Fortunately for Emp, Imperial Pimpotron Alpha determined that her buttocks were too ample and that meant she was not fit for abduction into the intergalactic harem. However, as fortunate as she may have been in not being taken, Imperial Pimpotron Alpha's implication that her buttocks were too large still saddened Emp.

Imperial Pimpotron Alpha was extremely wordy and spoke in a comical manner, using inappropriate compound words that have relatively obvious implied meaning:

"Tremblejiggle as the legendary Imperial Cosmichains drain away all your super-powertude, nubile femmeling! But, you should tremblejiggle with pride, young mammalette... For you are being deeply honorified!  For I, Imperial Pimpotron Alpha, am Scouticruiting you for priviligious erotiservitude to the Cosmolactic Emperor's harem!"

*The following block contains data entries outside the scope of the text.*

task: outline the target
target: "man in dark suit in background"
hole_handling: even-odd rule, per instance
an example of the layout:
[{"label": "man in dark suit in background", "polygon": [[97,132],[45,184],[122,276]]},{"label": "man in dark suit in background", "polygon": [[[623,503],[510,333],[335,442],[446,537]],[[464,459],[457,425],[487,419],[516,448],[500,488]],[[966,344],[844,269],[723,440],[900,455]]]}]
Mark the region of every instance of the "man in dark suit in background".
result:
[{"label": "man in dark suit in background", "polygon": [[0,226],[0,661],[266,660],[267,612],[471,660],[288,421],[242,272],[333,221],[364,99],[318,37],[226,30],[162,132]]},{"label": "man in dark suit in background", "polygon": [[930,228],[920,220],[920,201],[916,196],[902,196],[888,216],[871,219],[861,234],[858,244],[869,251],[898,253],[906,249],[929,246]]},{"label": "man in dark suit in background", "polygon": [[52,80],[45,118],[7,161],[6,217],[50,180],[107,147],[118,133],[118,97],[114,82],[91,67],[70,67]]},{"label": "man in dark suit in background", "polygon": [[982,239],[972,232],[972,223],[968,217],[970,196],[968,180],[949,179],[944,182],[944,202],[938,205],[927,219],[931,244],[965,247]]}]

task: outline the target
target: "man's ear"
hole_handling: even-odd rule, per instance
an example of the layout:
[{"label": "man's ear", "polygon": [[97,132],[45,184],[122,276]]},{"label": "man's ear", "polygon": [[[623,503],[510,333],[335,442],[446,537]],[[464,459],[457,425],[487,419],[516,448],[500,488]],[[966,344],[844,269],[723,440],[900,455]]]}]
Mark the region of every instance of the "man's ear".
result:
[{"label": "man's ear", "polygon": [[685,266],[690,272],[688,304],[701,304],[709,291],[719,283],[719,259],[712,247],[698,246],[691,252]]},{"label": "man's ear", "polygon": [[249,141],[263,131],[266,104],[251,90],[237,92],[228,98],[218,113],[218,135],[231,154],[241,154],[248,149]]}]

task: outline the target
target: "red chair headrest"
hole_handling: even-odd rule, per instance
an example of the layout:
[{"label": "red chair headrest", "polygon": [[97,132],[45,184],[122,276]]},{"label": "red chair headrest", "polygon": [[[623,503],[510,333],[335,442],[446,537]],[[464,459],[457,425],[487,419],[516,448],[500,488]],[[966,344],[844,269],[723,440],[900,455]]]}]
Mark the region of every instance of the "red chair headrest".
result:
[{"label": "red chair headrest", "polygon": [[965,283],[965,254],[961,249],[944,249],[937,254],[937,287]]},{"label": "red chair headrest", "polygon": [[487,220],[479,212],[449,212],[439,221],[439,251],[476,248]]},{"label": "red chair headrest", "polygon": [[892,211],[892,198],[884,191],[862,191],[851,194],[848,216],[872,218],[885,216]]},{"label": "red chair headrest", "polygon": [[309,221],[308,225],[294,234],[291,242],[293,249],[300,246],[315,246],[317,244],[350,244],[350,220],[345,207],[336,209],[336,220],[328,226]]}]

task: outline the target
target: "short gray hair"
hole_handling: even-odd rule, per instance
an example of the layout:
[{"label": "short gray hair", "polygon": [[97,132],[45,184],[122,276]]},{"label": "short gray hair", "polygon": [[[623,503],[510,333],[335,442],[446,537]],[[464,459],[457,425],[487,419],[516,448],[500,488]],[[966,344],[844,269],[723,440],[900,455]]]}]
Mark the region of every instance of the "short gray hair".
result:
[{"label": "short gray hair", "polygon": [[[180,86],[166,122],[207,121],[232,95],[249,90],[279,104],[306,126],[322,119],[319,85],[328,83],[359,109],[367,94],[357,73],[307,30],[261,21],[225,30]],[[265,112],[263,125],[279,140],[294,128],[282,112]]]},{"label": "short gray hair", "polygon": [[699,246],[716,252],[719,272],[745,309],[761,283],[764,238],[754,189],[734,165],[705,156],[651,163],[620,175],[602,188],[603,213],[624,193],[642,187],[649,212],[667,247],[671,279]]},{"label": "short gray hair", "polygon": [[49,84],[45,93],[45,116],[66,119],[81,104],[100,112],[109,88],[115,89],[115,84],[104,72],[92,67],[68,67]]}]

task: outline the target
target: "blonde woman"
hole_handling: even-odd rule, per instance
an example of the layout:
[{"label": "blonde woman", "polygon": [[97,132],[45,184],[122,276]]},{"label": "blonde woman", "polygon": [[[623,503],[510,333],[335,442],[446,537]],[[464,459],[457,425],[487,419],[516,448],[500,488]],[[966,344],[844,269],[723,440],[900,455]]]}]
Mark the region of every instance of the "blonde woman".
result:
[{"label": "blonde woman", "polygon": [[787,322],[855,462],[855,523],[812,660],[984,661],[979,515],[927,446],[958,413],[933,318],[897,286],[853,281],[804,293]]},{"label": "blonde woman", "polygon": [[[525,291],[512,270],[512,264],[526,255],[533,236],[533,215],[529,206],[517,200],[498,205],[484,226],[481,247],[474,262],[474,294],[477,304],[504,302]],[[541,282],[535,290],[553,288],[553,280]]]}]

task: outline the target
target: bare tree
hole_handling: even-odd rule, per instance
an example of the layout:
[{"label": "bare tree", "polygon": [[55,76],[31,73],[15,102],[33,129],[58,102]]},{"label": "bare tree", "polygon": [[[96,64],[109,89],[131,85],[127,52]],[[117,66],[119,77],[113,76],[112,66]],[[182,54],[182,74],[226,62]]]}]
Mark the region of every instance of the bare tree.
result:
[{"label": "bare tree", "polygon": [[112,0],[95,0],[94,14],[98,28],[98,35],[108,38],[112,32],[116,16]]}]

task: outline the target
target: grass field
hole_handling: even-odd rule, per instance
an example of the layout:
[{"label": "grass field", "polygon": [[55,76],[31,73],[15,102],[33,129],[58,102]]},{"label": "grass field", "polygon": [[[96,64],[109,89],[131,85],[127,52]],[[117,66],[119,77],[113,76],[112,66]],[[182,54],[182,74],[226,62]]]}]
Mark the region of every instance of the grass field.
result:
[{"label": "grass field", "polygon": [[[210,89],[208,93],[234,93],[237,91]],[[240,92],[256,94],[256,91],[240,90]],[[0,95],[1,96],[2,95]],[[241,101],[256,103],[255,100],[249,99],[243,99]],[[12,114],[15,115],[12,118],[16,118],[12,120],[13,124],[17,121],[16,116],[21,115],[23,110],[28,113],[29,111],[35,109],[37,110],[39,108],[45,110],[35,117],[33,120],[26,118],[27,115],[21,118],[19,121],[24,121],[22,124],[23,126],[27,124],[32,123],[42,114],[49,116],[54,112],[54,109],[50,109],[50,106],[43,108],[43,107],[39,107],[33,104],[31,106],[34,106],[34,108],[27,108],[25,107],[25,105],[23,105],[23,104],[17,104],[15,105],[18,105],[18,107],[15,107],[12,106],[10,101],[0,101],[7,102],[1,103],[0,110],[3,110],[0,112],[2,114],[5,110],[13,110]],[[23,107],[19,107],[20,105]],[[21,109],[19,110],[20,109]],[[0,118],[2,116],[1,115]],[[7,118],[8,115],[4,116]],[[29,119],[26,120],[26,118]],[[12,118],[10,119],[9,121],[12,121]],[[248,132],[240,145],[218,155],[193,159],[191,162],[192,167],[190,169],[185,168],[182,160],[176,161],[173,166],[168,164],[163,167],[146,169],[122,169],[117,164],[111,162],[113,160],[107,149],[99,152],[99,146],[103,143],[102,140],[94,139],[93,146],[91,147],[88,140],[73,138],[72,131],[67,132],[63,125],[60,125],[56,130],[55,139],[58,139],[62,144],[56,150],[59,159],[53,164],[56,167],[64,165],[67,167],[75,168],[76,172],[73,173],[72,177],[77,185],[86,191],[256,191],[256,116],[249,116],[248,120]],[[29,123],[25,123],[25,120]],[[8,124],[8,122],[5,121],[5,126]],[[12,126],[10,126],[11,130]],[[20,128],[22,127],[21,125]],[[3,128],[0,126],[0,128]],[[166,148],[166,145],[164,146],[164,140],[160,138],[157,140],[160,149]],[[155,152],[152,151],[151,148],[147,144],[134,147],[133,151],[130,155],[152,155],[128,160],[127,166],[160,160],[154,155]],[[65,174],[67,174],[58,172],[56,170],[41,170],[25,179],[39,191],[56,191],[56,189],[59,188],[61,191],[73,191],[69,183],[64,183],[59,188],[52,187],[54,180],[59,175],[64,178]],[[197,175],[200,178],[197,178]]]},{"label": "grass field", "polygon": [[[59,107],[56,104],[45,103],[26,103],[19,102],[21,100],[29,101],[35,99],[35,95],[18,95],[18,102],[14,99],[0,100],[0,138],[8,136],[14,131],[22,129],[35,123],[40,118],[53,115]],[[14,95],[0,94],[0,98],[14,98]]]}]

It may be possible that Imperial Pimpotron Alpha's speech patterns are normal for the society that created him, as even the instrument he used to gauge Emp spoke with the same affectations:

"Analysizing Complete! Subject's Oralitudity is confirmated as suffiquately succuluscious for harem duty."

Despite Imperial Pimpotron Alpha's initial certainty that Emp would be acceptable for harem duties, she was summarily rejected when she was found to be too steatopygious for the Emperor's tastes.